A robust flow usually looks like:

1. User action writes speculative intent
2. UI renders immediately from speculative lane
3. Authoritative system accepts or rejects
4. Canonical updates arrive and UI reconciles

If rejected, surface a user-visible reason and adjust UI state rather than silently snapping.

## Conflict and snap-back behavior

When speculative and authoritative outcomes differ, canonical winners override speculative assumptions.

Your app should treat this as expected system behavior, not an exceptional failure.

Design for:

* Small, reversible optimistic states
* Clear pending/confirmed/rejected UI states
* Typed rejection handling paths where available

## Failure modes to plan for

### Delayed authority

Canonical updates arrive later than user expectation.

Mitigate with pending indicators and idempotent intent writes.

### Rejected intent

Authority denies requested action.

Mitigate with explicit rejection UX and safe fallback state.

### Disconnect/reconnect churn

Speculative state may diverge temporarily while offline.
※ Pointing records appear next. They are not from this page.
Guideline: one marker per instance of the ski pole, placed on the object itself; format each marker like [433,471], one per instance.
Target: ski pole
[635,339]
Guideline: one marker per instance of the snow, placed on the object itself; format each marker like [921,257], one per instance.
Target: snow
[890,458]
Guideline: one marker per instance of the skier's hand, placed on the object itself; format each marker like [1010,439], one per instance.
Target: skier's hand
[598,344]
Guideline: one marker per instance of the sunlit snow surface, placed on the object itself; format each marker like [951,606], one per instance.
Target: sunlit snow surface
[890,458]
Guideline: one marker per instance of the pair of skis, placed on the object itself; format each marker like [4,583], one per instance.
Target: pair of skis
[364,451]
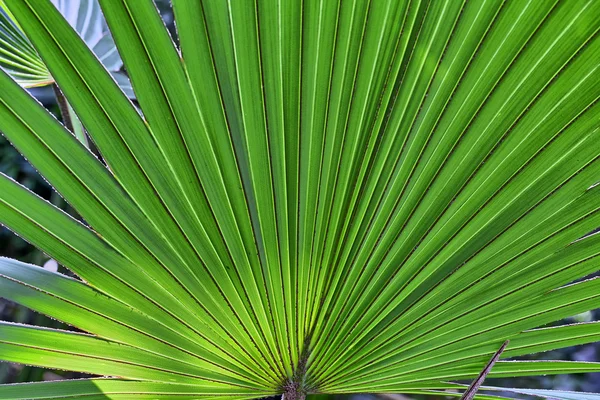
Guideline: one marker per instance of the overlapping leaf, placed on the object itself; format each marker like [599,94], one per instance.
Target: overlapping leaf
[317,196]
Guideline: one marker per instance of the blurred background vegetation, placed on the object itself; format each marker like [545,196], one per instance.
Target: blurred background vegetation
[15,166]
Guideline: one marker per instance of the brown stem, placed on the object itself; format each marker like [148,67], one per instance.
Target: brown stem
[64,107]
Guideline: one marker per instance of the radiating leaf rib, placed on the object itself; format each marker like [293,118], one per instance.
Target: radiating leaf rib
[79,305]
[134,176]
[122,389]
[540,340]
[549,394]
[66,350]
[500,326]
[393,287]
[178,98]
[312,196]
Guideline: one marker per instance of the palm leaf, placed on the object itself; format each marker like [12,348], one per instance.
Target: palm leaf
[20,59]
[313,197]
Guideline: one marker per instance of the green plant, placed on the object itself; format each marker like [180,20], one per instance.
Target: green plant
[315,197]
Mitigate with deterministic reconciliation and durable local persistence for smooth recovery.

## When to avoid a split

You may not need separate speculative and authoritative lanes if:

* Domain is low risk and fully cooperative
* There is no policy-sensitive mutation path
* Simplicity is more valuable than explicit lane semantics

Even then, keep namespace design forward-compatible so you can introduce authority later without breaking state modeling.
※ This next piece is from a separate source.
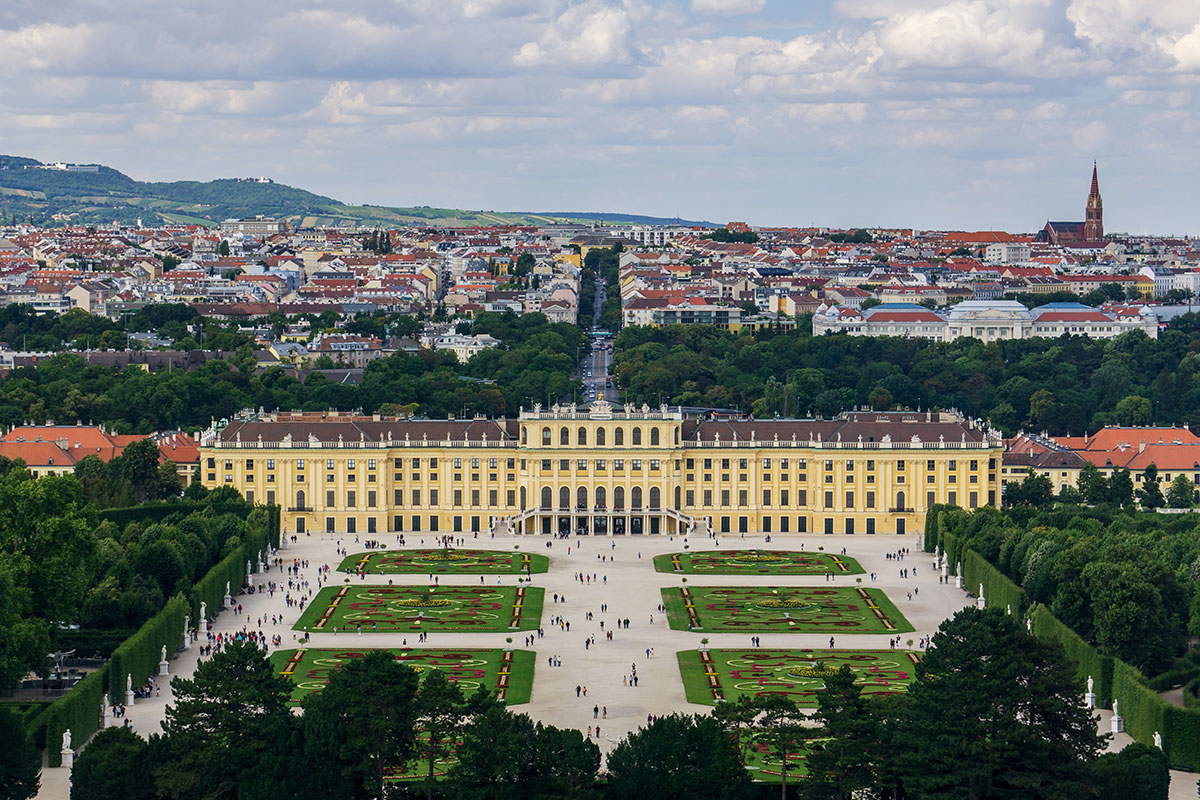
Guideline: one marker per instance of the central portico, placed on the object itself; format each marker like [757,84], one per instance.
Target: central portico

## Implementation guidance

* Model optimistic actions as explicit intent records, not hidden client-only assumptions
* Keep canonical projections easy to subscribe to and render
* Prefer deterministic merge semantics over ad-hoc client conflict patches
* Audit protected paths and capability scopes early

## Related pages

* [architecture/overview](/architecture/overview)
* [architecture/authority-and-topology](/architecture/authority-and-topology)
* [architecture/replay-and-branching](/architecture/replay-and-branching)
* [protocol/synchronization](/protocol/synchronization)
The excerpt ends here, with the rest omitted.